From a media release:

Anaïd Productions is excited to announce that Accessible Media Inc.’s documentary series Mind Set Go begins production on eight new episodes this week in Vancouver.

For this third season on AMI-tv, acclaimed Paralympic medalist Stephanie Dixon joins the team as the series’ lead expert.  Dixon is a retired Canadian swimmer who is considered one of the world’s best and is leading Canada at the Lima 2019 Parapan Am Games and Tokyo 2020 Paralympic Games as chef de mission. Born missing her right leg and hip, Dixon began swimming at the age of two and went on to win 19 Paralympic medals, seven of which are gold.

Each episode of Mind Set Go chronicles the three-month journey of individuals living with injury, disability or chronic pain, as they push the limits of their physical and mental barriers to lead a healthy, fit life.  Along their journey, participants meet with Dixon and other top Canadian Paralympic athletes who provide a clearer understanding of the obstacles the participants face, and what it will take to overcome them.

Mind Set Go is supported by the Canadian Paralympic Committee for its role in showcasing the successes of Paralympic athletes. The program is broadcast on AMI-tv and features Integrated Described Video (IDV), making it accessible to audience members who are blind or partially sighted. Mind Set Go also airs on Victoria, B.C.,-based CHEK-TV.

Anaïd Productions is filming all episodes in locations around Vancouver from now until November 2019. Participants have been selected from around the Lower Mainland, including Abbotsford, Chilliwack, and Squamish. Season 3 participants and Paralympic athletes will be announced at a later date.

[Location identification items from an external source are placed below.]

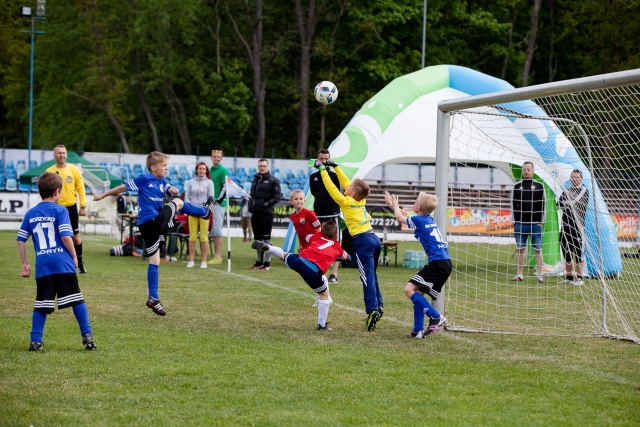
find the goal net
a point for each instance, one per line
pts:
(588, 125)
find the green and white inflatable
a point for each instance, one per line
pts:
(399, 123)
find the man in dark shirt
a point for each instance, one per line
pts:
(573, 202)
(528, 210)
(265, 194)
(325, 208)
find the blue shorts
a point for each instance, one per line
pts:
(309, 272)
(523, 231)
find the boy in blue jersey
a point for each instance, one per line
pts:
(153, 217)
(56, 262)
(433, 276)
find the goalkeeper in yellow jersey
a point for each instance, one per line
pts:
(72, 188)
(366, 244)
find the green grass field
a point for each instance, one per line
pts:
(240, 349)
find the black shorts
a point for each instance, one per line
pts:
(571, 244)
(153, 231)
(432, 277)
(63, 286)
(73, 218)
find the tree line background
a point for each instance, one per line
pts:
(183, 76)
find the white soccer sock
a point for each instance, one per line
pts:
(323, 312)
(275, 251)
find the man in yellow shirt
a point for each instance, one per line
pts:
(72, 187)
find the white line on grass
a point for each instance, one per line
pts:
(449, 335)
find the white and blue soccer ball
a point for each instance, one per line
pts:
(325, 92)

Mind Set Go is developed and produced by Anaïd Productions in association with Accessible Media Inc. with the participation of the Canadian Paralympic Committee, Canada Media Fund, Rogers Telefund, and the Province of British Columbia Film Incentive BC. Assistance was also provided by the Government of Alberta, Alberta Media Fund and the Canadian Film or Video Production Tax Credit.

The first two seasons of Mind Set Go are available to stream online at AMI.ca or on the AMI-tv app.